Elbette bu durağan piyasada Türkiye ne olacak?

Türkiye ekonomi ve faiz ile başa çıkma konusunda olumsuz bir yol çizerek faizleri azaltma politikasına yöneldi. Bu politika da kamu bankaları faizi karşılasa da özel bankalar bu durumu karşılayamadı. Kredi kullanacak iş ve sanayi insanı da düşük faizle değil aksine daha yüksek bir faiz ile karşılaştığını gördü. Baktığımız vakit Enflasyon Türkiye için yüksek rakamlara ulaşsa da aslında potansiyel büyümeyi artıramazsak eğer bizlere enflasyon olarak geri dönüyor bunun farkındayız.  Elbette Türkiye’nin büyüme rakamları bu ay için olumlu olsa da düzenli büyümeyi sağlamak için öncelikle faizler ile başa çıkmalıyız.
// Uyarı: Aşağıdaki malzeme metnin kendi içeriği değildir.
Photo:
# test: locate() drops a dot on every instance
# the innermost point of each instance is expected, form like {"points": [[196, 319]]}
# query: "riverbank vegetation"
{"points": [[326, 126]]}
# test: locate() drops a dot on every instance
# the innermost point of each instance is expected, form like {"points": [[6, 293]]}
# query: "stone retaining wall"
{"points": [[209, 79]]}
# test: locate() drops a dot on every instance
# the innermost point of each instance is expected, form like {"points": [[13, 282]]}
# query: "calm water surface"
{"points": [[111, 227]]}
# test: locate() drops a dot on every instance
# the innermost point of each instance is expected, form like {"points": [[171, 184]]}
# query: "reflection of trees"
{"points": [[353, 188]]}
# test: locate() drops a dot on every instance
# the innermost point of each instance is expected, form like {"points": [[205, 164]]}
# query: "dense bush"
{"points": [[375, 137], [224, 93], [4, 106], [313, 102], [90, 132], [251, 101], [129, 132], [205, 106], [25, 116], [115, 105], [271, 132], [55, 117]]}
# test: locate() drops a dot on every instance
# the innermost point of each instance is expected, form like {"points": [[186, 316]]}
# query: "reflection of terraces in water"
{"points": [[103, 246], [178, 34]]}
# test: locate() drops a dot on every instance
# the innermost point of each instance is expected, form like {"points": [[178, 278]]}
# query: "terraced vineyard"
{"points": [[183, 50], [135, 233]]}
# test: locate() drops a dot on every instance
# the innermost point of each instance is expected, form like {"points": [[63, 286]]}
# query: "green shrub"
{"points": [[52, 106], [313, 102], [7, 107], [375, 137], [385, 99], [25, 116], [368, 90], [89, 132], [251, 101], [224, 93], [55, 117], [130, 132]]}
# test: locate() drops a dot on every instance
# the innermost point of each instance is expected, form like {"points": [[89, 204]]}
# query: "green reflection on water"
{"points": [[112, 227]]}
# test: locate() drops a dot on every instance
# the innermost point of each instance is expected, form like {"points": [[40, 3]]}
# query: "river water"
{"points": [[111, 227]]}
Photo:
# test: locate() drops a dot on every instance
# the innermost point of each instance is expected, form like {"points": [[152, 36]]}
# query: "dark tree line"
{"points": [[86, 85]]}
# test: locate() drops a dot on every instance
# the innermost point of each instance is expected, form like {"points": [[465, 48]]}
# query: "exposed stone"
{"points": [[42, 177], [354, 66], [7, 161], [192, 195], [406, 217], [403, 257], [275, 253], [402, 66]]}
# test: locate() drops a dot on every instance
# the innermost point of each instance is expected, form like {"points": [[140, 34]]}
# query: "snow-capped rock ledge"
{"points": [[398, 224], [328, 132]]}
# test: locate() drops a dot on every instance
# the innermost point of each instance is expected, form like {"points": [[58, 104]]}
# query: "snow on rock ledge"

Olumlu olarak Türkiye konumu ve komşuları ile iş birliği içerisinde bulunduğundan ihracat verileri son zamanlarda artış gösterebilir çünkü; Erdoğan, komşusu Rusya ile yakınlaşarak aslında doğalgaz konusunda sıkıntı yaşamak istemiyor. Ve Putin’de cümlesinde belirterek ‘Türkiye için büyük bir gaz merkezi kurabiliriz’ diye belirterek ekonomik anlamda strateji bakımından mantıklı adımlar attığımızı söyleyebilirim.